Sylwia Zientek: Tak, oczywiście! To była przemyślana decyzja, nie podjęta pochopnie. Każda sytuacja ma plusy i minusy, ale akurat w moim przypadku nie było lepszego wyjścia. Po wydaniu trzech książek byłam już tak zaangażowana mentalnie w kwestie pisarskie i wydawnicze, że nie byłam w stanie zaangażować się w pełni w pracę w firmie. Chciałam być też w porządku wobec ludzi, którymi zarządzałam, i na tyle lojalna wobec pracodawcy, u którego przepracowałam trzynaście lat, że uczciwość wymagała zwolnienia pola innym.

Mocno zaznaczasz, że twoja powieść, „Podróż w stronę czerwieni”, to fikcja. Pojawiły się już pierwsze oskarżenia, że może być inaczej?

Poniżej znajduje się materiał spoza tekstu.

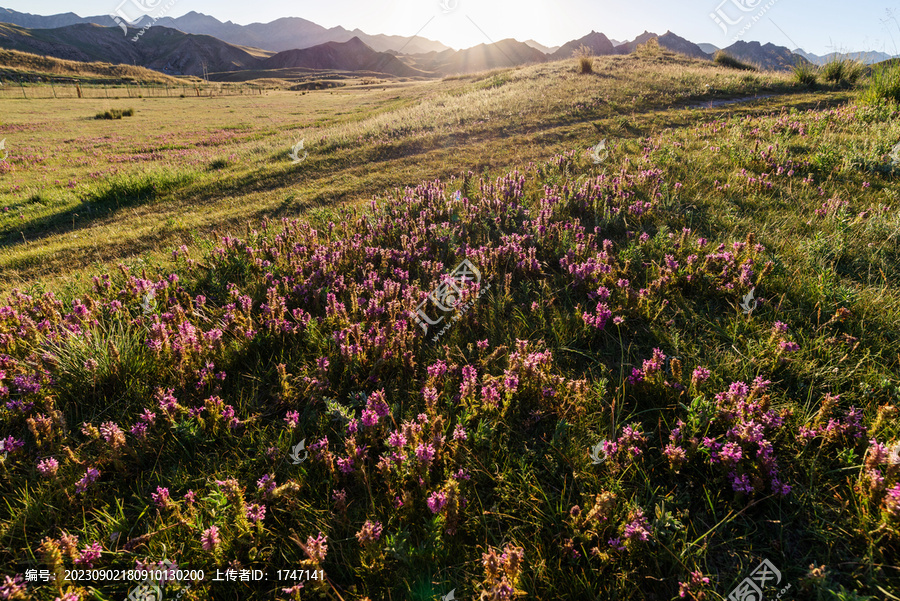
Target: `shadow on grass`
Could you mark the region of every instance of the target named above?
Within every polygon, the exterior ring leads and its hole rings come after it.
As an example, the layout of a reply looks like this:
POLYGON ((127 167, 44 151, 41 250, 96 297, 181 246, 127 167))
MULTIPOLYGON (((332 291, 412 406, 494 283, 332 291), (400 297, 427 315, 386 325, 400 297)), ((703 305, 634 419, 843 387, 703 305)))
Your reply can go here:
POLYGON ((0 229, 0 248, 80 230, 100 217, 112 217, 122 209, 155 202, 192 181, 194 175, 187 171, 139 173, 104 180, 74 207, 33 219, 21 227, 0 229))
MULTIPOLYGON (((751 103, 749 106, 737 104, 705 112, 712 118, 712 116, 720 112, 741 115, 769 113, 775 110, 776 107, 780 108, 781 106, 806 110, 842 104, 851 96, 852 94, 850 93, 829 95, 793 93, 769 98, 758 104, 751 103)), ((690 100, 686 102, 690 102, 690 100)), ((673 128, 693 126, 697 120, 696 110, 685 110, 683 107, 639 110, 632 115, 633 121, 628 119, 621 122, 622 116, 616 116, 619 117, 619 120, 609 118, 604 120, 602 116, 598 115, 594 115, 593 118, 591 115, 582 115, 578 119, 566 120, 566 123, 548 120, 537 127, 531 124, 523 125, 520 129, 524 131, 521 131, 519 135, 525 140, 534 140, 534 136, 537 134, 546 135, 549 132, 557 131, 561 136, 558 142, 565 143, 562 138, 570 136, 577 138, 581 128, 587 128, 588 122, 594 123, 594 126, 598 127, 596 121, 599 119, 600 127, 609 129, 610 135, 615 133, 622 137, 632 138, 637 137, 635 133, 643 133, 648 129, 654 130, 660 127, 658 120, 661 117, 664 118, 666 126, 673 128), (571 123, 568 121, 571 121, 571 123), (630 128, 634 128, 635 132, 629 131, 630 128)), ((517 135, 516 131, 508 131, 506 133, 512 135, 513 139, 517 135)), ((166 199, 167 210, 177 209, 180 205, 197 206, 208 204, 228 196, 239 197, 248 193, 265 193, 297 185, 305 187, 314 184, 314 182, 319 184, 317 193, 313 195, 303 194, 301 199, 292 196, 275 206, 260 207, 258 210, 242 212, 240 216, 235 216, 234 218, 221 219, 214 225, 198 227, 194 233, 206 235, 214 230, 222 231, 223 228, 226 230, 231 228, 242 229, 248 219, 293 217, 297 216, 304 209, 337 205, 347 201, 368 198, 372 194, 377 194, 396 186, 402 187, 408 184, 415 184, 419 180, 415 182, 407 181, 410 176, 407 170, 401 170, 397 178, 384 176, 363 177, 363 175, 365 171, 373 171, 373 164, 381 167, 380 169, 374 169, 375 173, 385 174, 390 172, 388 167, 396 161, 407 162, 416 160, 417 157, 424 157, 436 150, 467 150, 471 148, 471 145, 471 136, 461 133, 436 136, 434 139, 425 141, 401 140, 395 144, 382 147, 367 148, 364 146, 352 149, 336 149, 324 156, 310 156, 310 159, 305 161, 302 166, 294 169, 279 169, 277 165, 273 165, 272 162, 277 162, 276 155, 273 154, 265 161, 265 167, 262 169, 241 174, 229 174, 227 172, 217 174, 215 185, 189 186, 190 183, 195 181, 195 177, 200 175, 195 172, 178 173, 164 171, 152 175, 138 174, 130 178, 113 178, 98 186, 90 195, 85 196, 79 205, 71 207, 64 212, 33 220, 26 224, 24 228, 11 225, 0 227, 0 248, 21 246, 23 244, 23 234, 25 240, 34 242, 56 234, 77 231, 99 219, 107 221, 110 218, 114 219, 122 209, 143 207, 158 202, 167 195, 171 197, 171 193, 177 191, 179 187, 186 189, 185 191, 189 192, 190 198, 176 199, 173 202, 168 202, 169 199, 166 199), (354 174, 358 174, 359 178, 356 180, 357 185, 352 189, 345 186, 335 187, 328 185, 328 182, 336 177, 354 174)), ((548 149, 548 152, 550 150, 548 149)), ((475 159, 474 153, 469 155, 469 158, 475 159)), ((465 159, 460 159, 460 169, 465 162, 465 159)), ((477 164, 477 170, 479 171, 482 166, 497 166, 493 158, 484 162, 477 161, 477 164)), ((440 165, 440 171, 445 176, 449 176, 456 171, 447 163, 440 165)), ((468 166, 473 168, 474 164, 468 166)), ((213 168, 217 167, 222 167, 222 165, 216 164, 213 168)), ((695 213, 690 217, 690 219, 686 220, 686 227, 696 228, 708 225, 706 222, 709 215, 706 211, 700 211, 699 214, 695 213)), ((152 240, 132 239, 115 246, 104 245, 99 248, 82 248, 77 251, 73 249, 74 252, 67 254, 65 257, 44 256, 40 259, 40 264, 36 264, 34 259, 11 260, 6 263, 6 266, 11 269, 20 269, 25 274, 51 273, 60 269, 77 269, 97 260, 107 261, 121 258, 122 256, 132 256, 175 242, 185 243, 183 232, 174 230, 162 231, 155 234, 152 240)))

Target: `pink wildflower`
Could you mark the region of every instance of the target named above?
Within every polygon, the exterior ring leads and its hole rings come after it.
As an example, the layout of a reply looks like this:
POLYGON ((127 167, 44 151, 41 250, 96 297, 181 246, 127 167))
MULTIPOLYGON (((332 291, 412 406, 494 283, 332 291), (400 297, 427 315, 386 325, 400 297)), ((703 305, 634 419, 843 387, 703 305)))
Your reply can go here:
POLYGON ((96 468, 88 468, 88 470, 84 473, 84 476, 81 477, 81 480, 75 483, 75 492, 84 492, 87 490, 90 484, 93 484, 97 481, 97 478, 100 477, 100 470, 96 468))
POLYGON ((220 542, 219 528, 217 526, 210 526, 200 536, 200 544, 203 546, 204 551, 214 551, 220 542))
POLYGON ((321 532, 315 538, 310 536, 306 539, 306 553, 317 564, 325 561, 325 555, 328 553, 327 540, 321 532))
POLYGON ((431 510, 431 513, 440 513, 441 510, 447 505, 447 493, 442 490, 431 493, 431 496, 428 497, 428 509, 431 510))
POLYGON ((266 517, 266 506, 253 503, 247 507, 247 519, 254 524, 262 521, 266 517))
POLYGON ((366 520, 366 523, 363 524, 362 529, 356 533, 356 540, 359 541, 360 546, 366 546, 368 544, 378 542, 378 539, 380 538, 381 524, 379 522, 366 520))
POLYGON ((103 547, 100 546, 100 543, 92 543, 81 550, 81 555, 78 556, 75 563, 92 568, 94 567, 94 562, 100 559, 101 551, 103 551, 103 547))
POLYGON ((37 470, 44 478, 54 478, 58 469, 59 461, 53 457, 44 459, 37 464, 37 470))

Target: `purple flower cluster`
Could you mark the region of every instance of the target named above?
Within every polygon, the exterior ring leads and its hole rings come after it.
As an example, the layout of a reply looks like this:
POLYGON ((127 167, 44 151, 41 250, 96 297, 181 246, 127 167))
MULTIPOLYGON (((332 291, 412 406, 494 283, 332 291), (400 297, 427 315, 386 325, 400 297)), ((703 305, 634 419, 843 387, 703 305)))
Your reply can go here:
POLYGON ((317 565, 321 565, 325 561, 325 555, 328 554, 328 539, 324 534, 319 532, 318 536, 310 536, 306 539, 306 554, 317 565))
POLYGON ((691 572, 690 580, 678 583, 678 596, 682 599, 703 601, 706 595, 702 592, 702 589, 708 585, 709 577, 704 576, 703 572, 699 570, 691 572))
POLYGON ((630 541, 644 542, 650 539, 650 524, 643 509, 638 507, 628 514, 628 523, 625 524, 622 535, 630 541))
POLYGON ((256 503, 251 503, 247 506, 247 519, 253 522, 254 524, 263 521, 266 517, 266 506, 256 503))
POLYGON ((88 468, 78 482, 75 483, 75 492, 82 493, 88 489, 88 486, 97 481, 100 477, 100 470, 96 468, 88 468))
POLYGON ((37 470, 44 478, 54 478, 57 470, 59 470, 59 461, 53 457, 42 459, 37 464, 37 470))
POLYGON ((100 559, 100 553, 103 547, 100 543, 91 543, 81 550, 81 554, 75 559, 75 564, 86 568, 94 567, 94 562, 100 559))
POLYGON ((860 481, 874 502, 881 499, 886 521, 900 529, 900 441, 888 447, 870 440, 860 481))
POLYGON ((714 413, 708 416, 711 427, 702 439, 688 438, 687 425, 678 420, 663 449, 672 468, 678 470, 697 450, 703 450, 709 465, 727 477, 735 492, 753 494, 768 481, 772 492, 790 493, 791 487, 779 477, 775 444, 769 438, 781 431, 786 417, 769 406, 766 389, 770 384, 762 378, 757 378, 752 388, 734 382, 717 394, 714 413))
POLYGON ((24 576, 4 576, 0 584, 0 599, 25 599, 27 590, 24 576))
POLYGON ((210 526, 200 536, 200 546, 204 551, 215 551, 221 542, 218 526, 210 526))
POLYGON ((490 549, 482 553, 484 566, 482 584, 484 599, 512 599, 516 595, 516 585, 524 568, 525 551, 521 547, 507 545, 500 553, 490 549))
POLYGON ((361 547, 377 543, 381 538, 381 523, 366 520, 363 527, 356 533, 356 540, 359 541, 361 547))
POLYGON ((447 505, 447 493, 442 490, 431 493, 428 497, 428 509, 431 513, 440 513, 447 505))
POLYGON ((900 526, 900 484, 896 484, 884 496, 884 509, 887 519, 900 526))
POLYGON ((156 505, 157 509, 160 510, 167 509, 172 505, 172 499, 169 497, 169 489, 163 488, 162 486, 157 486, 156 492, 151 493, 150 498, 153 500, 153 504, 156 505))

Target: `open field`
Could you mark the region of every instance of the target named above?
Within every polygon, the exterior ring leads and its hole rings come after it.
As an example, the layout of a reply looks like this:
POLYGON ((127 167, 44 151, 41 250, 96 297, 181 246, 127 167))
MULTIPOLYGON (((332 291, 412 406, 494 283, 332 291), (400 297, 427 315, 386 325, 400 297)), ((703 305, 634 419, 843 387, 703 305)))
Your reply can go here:
POLYGON ((0 100, 6 592, 900 599, 897 105, 594 70, 0 100))
MULTIPOLYGON (((0 136, 10 155, 0 188, 0 266, 10 280, 4 285, 59 271, 54 256, 64 257, 68 272, 162 248, 223 219, 294 214, 430 177, 546 159, 579 138, 583 146, 594 132, 591 121, 610 136, 638 138, 698 114, 672 106, 796 92, 784 75, 674 59, 662 70, 648 61, 635 74, 638 61, 603 59, 603 73, 590 77, 555 64, 305 95, 5 102, 0 136), (136 115, 93 120, 115 107, 136 115), (301 139, 309 157, 295 165, 289 151, 301 139), (157 180, 148 202, 141 186, 157 180), (111 197, 112 184, 120 198, 111 197), (38 245, 30 243, 35 234, 38 245)), ((828 97, 791 100, 802 106, 828 97)))

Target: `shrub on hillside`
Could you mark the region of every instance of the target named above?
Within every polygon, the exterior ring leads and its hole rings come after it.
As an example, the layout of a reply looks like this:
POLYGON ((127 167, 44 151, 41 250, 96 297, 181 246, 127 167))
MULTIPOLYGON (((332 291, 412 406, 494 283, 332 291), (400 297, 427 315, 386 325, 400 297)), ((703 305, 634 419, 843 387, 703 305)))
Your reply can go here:
POLYGON ((717 65, 721 65, 722 67, 728 67, 729 69, 738 69, 740 71, 759 70, 750 63, 739 61, 723 50, 716 51, 716 54, 713 56, 713 62, 717 65))

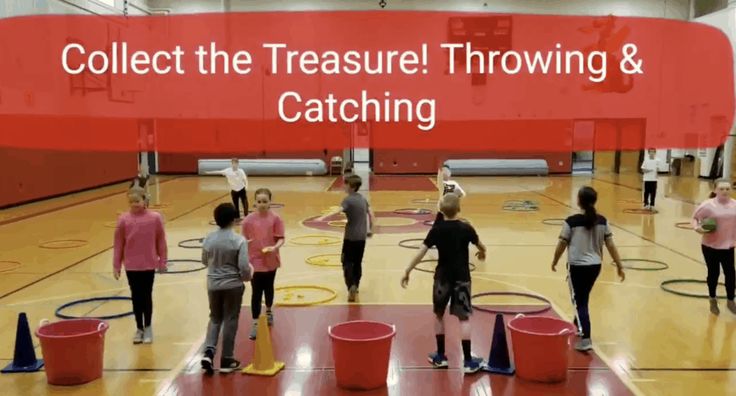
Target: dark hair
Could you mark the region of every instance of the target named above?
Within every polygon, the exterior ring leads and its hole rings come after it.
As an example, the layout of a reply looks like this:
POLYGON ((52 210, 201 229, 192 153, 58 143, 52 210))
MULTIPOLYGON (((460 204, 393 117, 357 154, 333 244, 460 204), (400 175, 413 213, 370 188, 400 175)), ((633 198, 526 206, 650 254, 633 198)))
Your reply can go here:
POLYGON ((142 175, 136 176, 130 182, 130 187, 131 188, 134 187, 136 182, 138 182, 138 187, 146 187, 146 184, 148 183, 148 176, 142 176, 142 175))
POLYGON ((595 203, 598 201, 598 193, 593 187, 583 186, 578 191, 578 205, 585 211, 585 228, 591 229, 598 222, 598 212, 595 203))
POLYGON ((360 190, 360 186, 363 185, 363 179, 358 175, 350 175, 345 178, 345 184, 350 186, 353 191, 358 192, 358 190, 360 190))
POLYGON ((259 188, 258 190, 256 190, 256 193, 255 193, 255 194, 253 194, 253 198, 256 198, 256 197, 258 197, 258 196, 259 196, 259 195, 261 195, 261 194, 266 194, 266 195, 268 195, 268 200, 269 200, 269 201, 271 200, 271 190, 269 190, 269 189, 267 189, 267 188, 259 188))
POLYGON ((238 212, 233 204, 221 203, 215 208, 214 216, 218 227, 227 228, 233 225, 235 219, 238 218, 238 212))
MULTIPOLYGON (((729 186, 731 185, 731 181, 728 179, 717 179, 716 181, 713 182, 713 190, 715 190, 716 187, 718 187, 718 185, 721 183, 728 183, 729 186)), ((716 195, 718 194, 716 194, 715 191, 711 191, 710 194, 708 194, 708 198, 715 198, 716 195)))

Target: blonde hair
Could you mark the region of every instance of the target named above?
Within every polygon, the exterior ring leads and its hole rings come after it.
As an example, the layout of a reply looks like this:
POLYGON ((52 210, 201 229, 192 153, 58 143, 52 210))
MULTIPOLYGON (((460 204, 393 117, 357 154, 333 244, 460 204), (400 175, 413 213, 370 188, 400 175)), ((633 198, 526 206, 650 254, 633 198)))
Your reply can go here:
POLYGON ((460 213, 460 197, 455 193, 447 193, 440 201, 440 212, 447 217, 455 217, 460 213))
POLYGON ((128 197, 137 197, 141 202, 146 202, 146 192, 140 187, 133 187, 128 190, 128 197))
POLYGON ((710 195, 708 195, 708 198, 715 198, 716 197, 717 194, 716 194, 716 191, 715 190, 716 190, 716 188, 718 188, 718 185, 721 184, 721 183, 726 183, 726 184, 728 184, 729 187, 733 188, 733 185, 731 184, 731 180, 724 179, 724 178, 717 179, 716 181, 713 182, 713 190, 710 192, 710 195))

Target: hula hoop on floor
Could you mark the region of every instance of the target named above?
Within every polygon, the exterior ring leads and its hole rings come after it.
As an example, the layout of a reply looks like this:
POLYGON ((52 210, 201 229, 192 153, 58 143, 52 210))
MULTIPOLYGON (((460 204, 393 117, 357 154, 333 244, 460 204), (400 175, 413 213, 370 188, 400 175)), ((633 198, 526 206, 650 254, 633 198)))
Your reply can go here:
POLYGON ((329 295, 320 300, 313 301, 301 301, 301 302, 276 302, 276 305, 281 307, 308 307, 310 305, 318 305, 328 303, 337 297, 337 292, 329 287, 317 286, 317 285, 293 285, 293 286, 281 286, 273 289, 275 292, 280 290, 292 290, 292 289, 309 289, 309 290, 320 290, 326 291, 329 295))
POLYGON ((681 229, 681 230, 694 230, 692 223, 689 221, 681 221, 678 223, 675 223, 675 227, 681 229))
MULTIPOLYGON (((670 268, 670 266, 667 265, 667 263, 665 263, 664 261, 659 261, 659 260, 628 258, 628 259, 621 259, 621 262, 622 263, 626 263, 626 262, 652 263, 652 264, 657 265, 655 267, 641 267, 641 266, 636 266, 636 265, 624 265, 623 266, 626 269, 630 269, 634 271, 664 271, 670 268)), ((616 265, 616 263, 612 261, 611 265, 616 265)))
POLYGON ((108 301, 133 301, 130 297, 120 297, 120 296, 109 296, 109 297, 94 297, 94 298, 85 298, 82 300, 76 300, 72 302, 68 302, 59 308, 56 308, 56 312, 54 312, 54 315, 56 315, 57 318, 60 319, 99 319, 99 320, 111 320, 111 319, 120 319, 124 318, 126 316, 133 315, 133 311, 116 314, 116 315, 107 315, 107 316, 72 316, 72 315, 66 315, 62 313, 61 311, 73 307, 75 305, 80 304, 87 304, 95 301, 102 301, 102 302, 108 302, 108 301))
POLYGON ((148 204, 148 209, 163 209, 163 208, 168 208, 169 206, 171 206, 171 204, 168 202, 159 202, 159 203, 148 204))
POLYGON ((470 297, 470 300, 472 301, 474 298, 487 297, 487 296, 516 296, 516 297, 527 297, 527 298, 531 298, 532 300, 541 301, 541 302, 543 302, 543 303, 545 303, 547 305, 546 306, 543 306, 542 308, 532 309, 532 310, 529 310, 529 311, 518 311, 518 310, 509 310, 509 309, 484 308, 484 307, 479 307, 479 306, 476 306, 476 305, 473 305, 473 309, 476 309, 476 310, 481 311, 481 312, 491 313, 491 314, 499 314, 500 313, 500 314, 506 314, 506 315, 516 315, 516 314, 534 315, 534 314, 540 314, 540 313, 547 312, 547 311, 549 311, 552 308, 552 303, 548 299, 546 299, 546 298, 544 298, 542 296, 538 296, 536 294, 531 294, 531 293, 519 293, 519 292, 487 292, 487 293, 478 293, 478 294, 472 295, 470 297))
POLYGON ((320 235, 320 234, 313 234, 313 235, 302 235, 298 237, 291 238, 291 243, 295 245, 301 245, 301 246, 325 246, 325 245, 337 245, 342 242, 341 238, 338 238, 334 235, 320 235), (317 239, 314 242, 308 242, 310 239, 317 239))
POLYGON ((192 239, 185 239, 177 246, 183 249, 202 249, 202 243, 204 242, 204 238, 192 238, 192 239), (199 245, 192 245, 192 243, 199 243, 199 245))
MULTIPOLYGON (((424 239, 422 238, 410 238, 410 239, 402 239, 399 241, 399 246, 406 248, 406 249, 414 249, 419 250, 421 249, 421 244, 424 242, 424 239), (410 245, 411 242, 419 242, 419 245, 410 245)), ((431 247, 430 249, 436 249, 435 247, 431 247)))
POLYGON ((117 221, 107 221, 105 224, 103 224, 107 228, 117 228, 118 222, 117 221))
POLYGON ((168 260, 167 263, 168 264, 176 264, 176 263, 197 263, 197 264, 201 264, 202 266, 201 267, 194 268, 194 269, 189 269, 189 270, 176 270, 176 271, 172 271, 172 270, 169 269, 166 272, 162 272, 161 275, 166 275, 166 274, 172 274, 172 275, 174 275, 174 274, 189 274, 191 272, 199 272, 199 271, 202 271, 202 270, 204 270, 204 269, 207 268, 207 266, 204 265, 204 263, 202 263, 200 260, 194 260, 194 259, 175 259, 175 260, 168 260))
POLYGON ((412 199, 411 203, 416 205, 437 205, 437 200, 430 198, 412 199))
POLYGON ((74 249, 82 247, 89 243, 84 239, 57 239, 54 241, 41 242, 38 247, 41 249, 74 249))
POLYGON ((432 226, 434 225, 434 220, 424 220, 424 221, 422 222, 422 224, 424 224, 424 225, 426 225, 426 226, 430 226, 430 227, 432 227, 432 226))
POLYGON ((642 203, 640 199, 619 199, 616 202, 624 203, 624 204, 641 204, 642 203))
POLYGON ((549 226, 561 226, 565 224, 565 220, 566 219, 558 219, 558 218, 544 219, 542 220, 542 224, 549 225, 549 226))
POLYGON ((309 265, 316 265, 317 267, 342 267, 342 263, 340 262, 341 258, 342 255, 339 253, 318 254, 316 256, 307 257, 304 261, 309 265), (329 259, 330 257, 337 257, 338 264, 331 264, 331 260, 329 259))
MULTIPOLYGON (((700 280, 700 279, 670 279, 670 280, 666 280, 666 281, 660 283, 659 284, 659 287, 662 290, 666 291, 667 293, 672 293, 674 295, 681 296, 681 297, 710 298, 710 296, 708 294, 698 294, 698 293, 682 292, 682 291, 674 290, 674 289, 672 289, 672 288, 669 287, 669 285, 675 285, 675 284, 681 284, 681 283, 698 284, 698 285, 707 285, 708 284, 708 282, 706 282, 704 280, 700 280)), ((724 284, 723 283, 720 283, 720 282, 718 282, 718 285, 719 286, 724 286, 724 284)), ((720 296, 716 295, 716 298, 721 299, 721 300, 725 300, 726 299, 726 296, 724 296, 724 295, 720 295, 720 296)))
POLYGON ((402 208, 402 209, 394 210, 394 213, 400 214, 400 215, 421 216, 421 215, 432 214, 432 211, 429 209, 422 209, 422 208, 402 208))
MULTIPOLYGON (((422 264, 422 263, 436 263, 436 262, 437 262, 437 260, 422 260, 422 261, 419 262, 419 264, 422 264)), ((475 264, 468 263, 468 266, 470 267, 470 272, 475 271, 475 268, 476 268, 475 267, 475 264)), ((419 265, 417 265, 416 267, 414 267, 414 271, 426 272, 428 274, 434 274, 434 270, 428 270, 428 269, 425 269, 425 268, 421 268, 419 265)))
POLYGON ((628 208, 623 210, 624 213, 628 214, 639 214, 639 215, 653 215, 657 213, 656 210, 644 209, 644 208, 628 208))
POLYGON ((20 261, 0 260, 0 272, 12 272, 20 268, 20 261))

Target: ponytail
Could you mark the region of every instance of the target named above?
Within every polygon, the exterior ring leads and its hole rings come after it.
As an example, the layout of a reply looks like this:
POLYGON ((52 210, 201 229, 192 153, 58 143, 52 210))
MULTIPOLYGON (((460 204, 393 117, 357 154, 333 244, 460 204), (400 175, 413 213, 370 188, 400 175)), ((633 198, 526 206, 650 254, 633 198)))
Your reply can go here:
POLYGON ((578 191, 578 205, 585 212, 585 229, 590 230, 598 223, 598 212, 595 210, 595 203, 598 201, 598 193, 588 186, 584 186, 578 191))
POLYGON ((711 191, 710 194, 708 194, 708 198, 715 198, 715 197, 716 197, 715 191, 711 191))

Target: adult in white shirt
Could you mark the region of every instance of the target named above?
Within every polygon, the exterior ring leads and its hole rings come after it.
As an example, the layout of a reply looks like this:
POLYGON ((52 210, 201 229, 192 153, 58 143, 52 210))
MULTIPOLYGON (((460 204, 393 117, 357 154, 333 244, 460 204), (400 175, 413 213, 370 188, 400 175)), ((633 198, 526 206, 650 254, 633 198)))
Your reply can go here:
POLYGON ((644 209, 654 210, 654 199, 657 197, 657 174, 659 173, 659 159, 657 150, 649 149, 649 158, 641 164, 644 180, 644 209))
MULTIPOLYGON (((460 184, 456 182, 455 180, 450 180, 450 177, 452 177, 452 172, 450 171, 450 167, 448 167, 447 165, 444 165, 437 172, 437 187, 439 188, 439 193, 440 193, 440 198, 437 202, 441 202, 442 197, 444 197, 447 194, 455 194, 460 198, 463 198, 466 195, 465 190, 463 190, 463 188, 460 187, 460 184)), ((445 219, 445 216, 442 215, 442 212, 439 211, 439 204, 438 204, 437 216, 435 217, 433 224, 441 222, 444 219, 445 219)))
POLYGON ((240 169, 240 162, 237 158, 233 158, 231 161, 232 166, 227 169, 220 171, 207 172, 208 175, 223 175, 227 178, 228 184, 230 184, 230 196, 233 199, 233 205, 235 205, 235 211, 240 216, 240 206, 238 200, 243 203, 243 217, 248 215, 248 176, 245 171, 240 169))

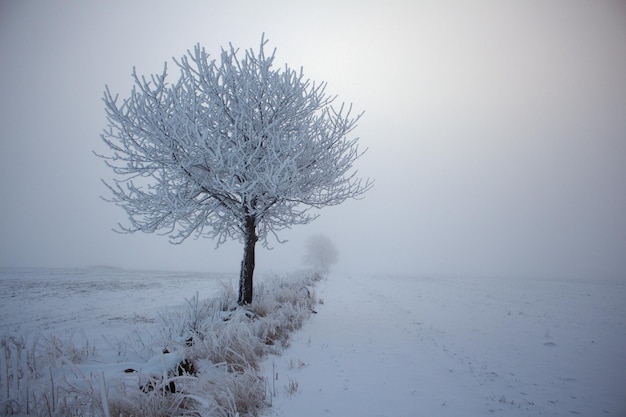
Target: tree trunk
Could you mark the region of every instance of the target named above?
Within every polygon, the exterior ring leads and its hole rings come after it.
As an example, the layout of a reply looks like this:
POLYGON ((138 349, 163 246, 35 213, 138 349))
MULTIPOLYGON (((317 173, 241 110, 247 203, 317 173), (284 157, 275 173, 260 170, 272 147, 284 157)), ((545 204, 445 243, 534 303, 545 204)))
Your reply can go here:
POLYGON ((243 260, 241 261, 241 274, 239 275, 239 305, 252 303, 252 276, 254 274, 254 247, 258 237, 256 235, 256 219, 254 216, 246 217, 245 242, 243 248, 243 260))

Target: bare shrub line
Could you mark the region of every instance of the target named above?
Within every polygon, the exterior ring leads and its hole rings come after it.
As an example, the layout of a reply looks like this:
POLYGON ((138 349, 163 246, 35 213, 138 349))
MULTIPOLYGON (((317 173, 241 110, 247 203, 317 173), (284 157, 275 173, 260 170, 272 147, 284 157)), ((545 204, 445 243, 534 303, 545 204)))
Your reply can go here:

Przyznam, że w pierwszej części książki częściowo bazowałam na własnych doświadczeniach, ale zmodyfikowałam je na tyle, aby zatrzeć wrażenie relacjonowania faktycznych wydarzeń. W przeciwieństwie do mojej bohaterki ja odeszłam samodzielnie, nie zostałam zwolniona, chociaż nie obyło się bez pewnych przykrych perturbacji. Liczę się z tym, że niektórzy mogą się poczuć niezbyt komfortowo, czytając mój tekst, natomiast zastrzegam, że nie było moim celem opisywanie konkretnej korporacji (zwłaszcza tej, w której pracowałam), a jedynie pewną wymyśloną spółkę o znamionach modelu korpo.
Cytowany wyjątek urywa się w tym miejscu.